IIT Madras, IISc scientists solve 70-year chemistry puzzle with carbon-free molecule

A question that lingered in chemistry laboratories for more than seven decades has finally found an answer.

Researchers from IIT Madras and the Indian Institute of Science (IISc), Bengaluru, have synthesised a stable carbon-free molecule that resembles ferrocene, one of the most influential compounds in modern chemistry. The findings have been published in the journal Science.

The achievement addresses a challenge that has occupied chemists since the discovery of ferrocene in the early 1950s.

Ferrocene changed the way scientists understood chemical bonding. The molecule consists of an iron atom positioned between two carbon-based rings, forming a structure often described as a sandwich.

Its unusual arrangement forced chemists to rethink existing theories and opened a new chapter in organometallic chemistry.

Over the years, ferrocene found applications in medicine, batteries, electronics and industrial catalysts. Yet one question continued to attract attention: was carbon essential for creating such a stable sandwich structure, or could another element take its place?

Scientists across the world attempted to build a similar molecule without carbon. The task proved difficult because carbon forms strong and stable bonds, making it the backbone of most complex molecular structures.

The breakthrough came from a team led by Prof. Sundargopal Ghosh and researcher Stutee Mohapatra at IIT Madras, working with Prof. Eluvathingal Jemmis of IISc Bengaluru.

Instead of using iron and carbon rings, the researchers designed a molecule with osmium at its centre and boron-based rings on either side. The arrangement closely mirrors the architecture of ferrocene.

What makes the discovery significant is not merely the shape of the molecule but its stability. Tests showed strong bonding between the osmium atom and the boron rings, allowing the structure to remain intact. Early studies suggest that the molecule may even display greater robustness than ferrocene under certain conditions.

For chemists, the finding settles a long-running debate. It demonstrates that the celebrated sandwich structure is not confined to carbon chemistry alone.

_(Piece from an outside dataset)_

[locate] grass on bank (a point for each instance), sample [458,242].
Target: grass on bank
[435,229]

The discovery also broadens the map of molecular design. By showing that boron can replace carbon in such arrangements, the research opens new routes for exploring materials with different chemical and physical properties.

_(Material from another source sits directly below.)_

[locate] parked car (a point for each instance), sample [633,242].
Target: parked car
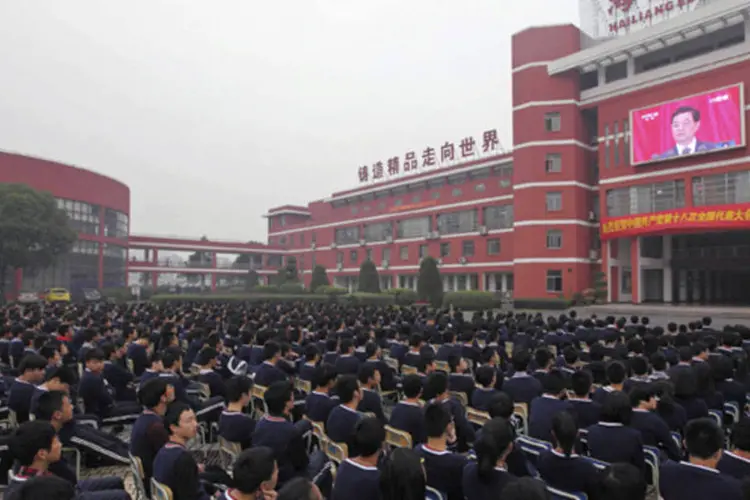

While the work remains at a fundamental stage, researchers believe it could influence future studies in electronics, energy storage, catalysis and materials science.

For now, the significance lies in answering a question that survived generations of scientific inquiry. A structure once thought to belong exclusively to carbon has found a counterpart built without it, closing one chapter in chemistry while opening several others.